Maximize and minimize $Z = 3x - 4y$ subject to the constraints $x - 2y \leq 0$,$-3x + y \leq 4$,$x - y \leq 6$,and $x, y \geq 0$.

(A) We have to maximize and minimize $Z = 3x - 4y$ subject to the constraints:
$x - 2y \leq 0$
$-3x + y \leq 4$
$x - y \leq 6$
$x, y \geq 0$
These inequalities define a feasible region as shown in the figure. The feasible region is unbounded with corner points $O(0, 0)$,$A(12, 6)$,and $B(0, 4)$.

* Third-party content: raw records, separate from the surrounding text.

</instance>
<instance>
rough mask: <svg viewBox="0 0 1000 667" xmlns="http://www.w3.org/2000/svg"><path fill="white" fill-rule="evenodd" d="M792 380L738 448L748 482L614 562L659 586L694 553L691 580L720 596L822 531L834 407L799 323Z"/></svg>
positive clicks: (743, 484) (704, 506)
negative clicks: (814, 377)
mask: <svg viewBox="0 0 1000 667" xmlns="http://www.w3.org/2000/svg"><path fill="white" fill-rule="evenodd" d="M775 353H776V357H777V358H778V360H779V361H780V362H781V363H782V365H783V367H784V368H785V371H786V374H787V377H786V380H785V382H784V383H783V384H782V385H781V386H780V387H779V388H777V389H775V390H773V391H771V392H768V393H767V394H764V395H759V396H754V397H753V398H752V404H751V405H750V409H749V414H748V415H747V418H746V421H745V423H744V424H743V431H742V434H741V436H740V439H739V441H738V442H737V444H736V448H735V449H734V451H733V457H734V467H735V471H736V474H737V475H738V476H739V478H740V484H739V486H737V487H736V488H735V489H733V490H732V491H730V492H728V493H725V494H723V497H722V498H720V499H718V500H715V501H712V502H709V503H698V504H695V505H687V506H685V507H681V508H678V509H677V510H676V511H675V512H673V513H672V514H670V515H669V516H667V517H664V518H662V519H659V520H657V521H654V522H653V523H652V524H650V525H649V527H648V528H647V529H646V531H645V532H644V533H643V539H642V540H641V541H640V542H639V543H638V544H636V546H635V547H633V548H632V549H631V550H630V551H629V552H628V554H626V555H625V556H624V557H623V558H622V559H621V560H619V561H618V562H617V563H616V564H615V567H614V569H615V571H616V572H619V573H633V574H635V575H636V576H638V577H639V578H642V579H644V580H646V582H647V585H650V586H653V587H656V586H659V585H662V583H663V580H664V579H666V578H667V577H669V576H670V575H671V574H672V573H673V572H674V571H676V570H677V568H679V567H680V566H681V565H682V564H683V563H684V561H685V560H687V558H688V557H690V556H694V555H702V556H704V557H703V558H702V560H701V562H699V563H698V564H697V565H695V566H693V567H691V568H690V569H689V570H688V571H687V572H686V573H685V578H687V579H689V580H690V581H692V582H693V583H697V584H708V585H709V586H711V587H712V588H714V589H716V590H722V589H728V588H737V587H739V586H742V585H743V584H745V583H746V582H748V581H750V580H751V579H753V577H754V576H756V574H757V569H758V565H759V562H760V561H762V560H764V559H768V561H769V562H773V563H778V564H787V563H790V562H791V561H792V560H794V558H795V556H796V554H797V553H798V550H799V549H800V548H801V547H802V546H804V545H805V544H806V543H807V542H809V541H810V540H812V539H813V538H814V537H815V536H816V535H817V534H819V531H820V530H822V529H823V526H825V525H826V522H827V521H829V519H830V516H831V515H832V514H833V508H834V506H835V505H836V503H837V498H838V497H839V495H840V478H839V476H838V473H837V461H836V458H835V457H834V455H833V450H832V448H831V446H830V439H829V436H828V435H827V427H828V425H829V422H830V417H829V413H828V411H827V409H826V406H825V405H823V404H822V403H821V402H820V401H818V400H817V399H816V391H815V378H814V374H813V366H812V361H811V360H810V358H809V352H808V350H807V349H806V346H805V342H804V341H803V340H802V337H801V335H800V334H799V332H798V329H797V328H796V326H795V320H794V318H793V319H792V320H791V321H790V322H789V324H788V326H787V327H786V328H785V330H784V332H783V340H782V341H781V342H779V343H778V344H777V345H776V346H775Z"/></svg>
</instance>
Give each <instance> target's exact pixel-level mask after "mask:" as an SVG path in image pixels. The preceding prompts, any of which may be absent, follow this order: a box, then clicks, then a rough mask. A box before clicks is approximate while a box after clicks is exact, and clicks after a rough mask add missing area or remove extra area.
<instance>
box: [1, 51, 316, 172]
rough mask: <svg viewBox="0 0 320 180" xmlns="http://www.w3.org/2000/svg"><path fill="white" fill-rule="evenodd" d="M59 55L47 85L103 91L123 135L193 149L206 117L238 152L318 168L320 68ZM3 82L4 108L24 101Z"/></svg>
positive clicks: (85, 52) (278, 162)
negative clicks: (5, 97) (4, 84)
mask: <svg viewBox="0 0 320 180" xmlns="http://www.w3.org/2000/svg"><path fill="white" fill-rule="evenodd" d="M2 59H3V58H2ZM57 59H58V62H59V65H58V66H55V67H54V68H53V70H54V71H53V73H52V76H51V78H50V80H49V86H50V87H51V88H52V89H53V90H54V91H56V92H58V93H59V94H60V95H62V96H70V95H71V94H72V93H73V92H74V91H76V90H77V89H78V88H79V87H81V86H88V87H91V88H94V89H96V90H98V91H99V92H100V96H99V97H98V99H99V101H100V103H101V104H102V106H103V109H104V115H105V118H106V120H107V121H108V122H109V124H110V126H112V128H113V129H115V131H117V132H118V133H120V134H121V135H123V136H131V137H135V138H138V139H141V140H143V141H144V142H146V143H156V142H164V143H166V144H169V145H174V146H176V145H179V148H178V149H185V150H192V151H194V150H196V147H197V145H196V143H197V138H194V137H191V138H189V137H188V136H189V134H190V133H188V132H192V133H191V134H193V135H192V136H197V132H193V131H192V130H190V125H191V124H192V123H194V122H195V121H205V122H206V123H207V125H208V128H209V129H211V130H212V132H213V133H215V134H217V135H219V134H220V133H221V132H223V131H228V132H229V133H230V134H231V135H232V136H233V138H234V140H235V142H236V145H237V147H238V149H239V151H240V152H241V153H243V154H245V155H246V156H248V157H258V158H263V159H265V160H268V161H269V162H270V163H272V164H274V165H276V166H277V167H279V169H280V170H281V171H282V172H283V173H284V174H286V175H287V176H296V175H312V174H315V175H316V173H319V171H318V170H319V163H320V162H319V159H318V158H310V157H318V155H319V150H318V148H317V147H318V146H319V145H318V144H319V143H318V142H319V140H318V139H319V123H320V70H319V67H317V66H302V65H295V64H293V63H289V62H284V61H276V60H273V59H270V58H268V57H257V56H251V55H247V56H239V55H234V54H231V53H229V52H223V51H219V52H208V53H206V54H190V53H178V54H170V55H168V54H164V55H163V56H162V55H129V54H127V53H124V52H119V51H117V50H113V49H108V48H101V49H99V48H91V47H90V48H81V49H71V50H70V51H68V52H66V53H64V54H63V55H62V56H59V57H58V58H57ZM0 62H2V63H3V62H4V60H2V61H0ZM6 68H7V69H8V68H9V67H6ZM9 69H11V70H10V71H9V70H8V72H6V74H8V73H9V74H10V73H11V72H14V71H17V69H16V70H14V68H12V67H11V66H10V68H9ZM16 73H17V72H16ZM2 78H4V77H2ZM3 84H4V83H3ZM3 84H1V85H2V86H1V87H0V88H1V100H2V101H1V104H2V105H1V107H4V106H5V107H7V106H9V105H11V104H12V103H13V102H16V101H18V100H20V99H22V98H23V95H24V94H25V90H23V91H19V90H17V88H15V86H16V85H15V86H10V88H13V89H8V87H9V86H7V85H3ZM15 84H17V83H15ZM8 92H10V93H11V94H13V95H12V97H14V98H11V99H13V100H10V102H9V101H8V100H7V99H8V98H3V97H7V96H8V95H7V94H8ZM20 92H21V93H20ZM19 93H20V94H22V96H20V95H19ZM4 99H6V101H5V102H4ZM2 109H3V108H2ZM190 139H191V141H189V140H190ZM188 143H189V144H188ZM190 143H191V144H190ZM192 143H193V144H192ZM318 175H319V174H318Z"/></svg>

Corner points	Value of $Z = 3x - 4y$
$O(0, 0)$	$0$
$A(12, 6)$	$3(12) - 4(6) = 36 - 24 = 12$
$B(0, 4)$	$3(0) - 4(4) = -16$

Since the feasible region is unbounded,we must check if the minimum and maximum values exist.
$1$. For the minimum value: We check the inequality $3x - 4y < -16$. The open half-plane defined by $3x - 4y < -16$ has common points with the feasible region. Therefore,$Z$ has no minimum value.
$2$. For the maximum value: We check the inequality $3x - 4y > 12$. The open half-plane defined by $3x - 4y > 12$ has no common points with the feasible region. Therefore,the maximum value of $Z$ is $12$ at point $A(12, 6)$.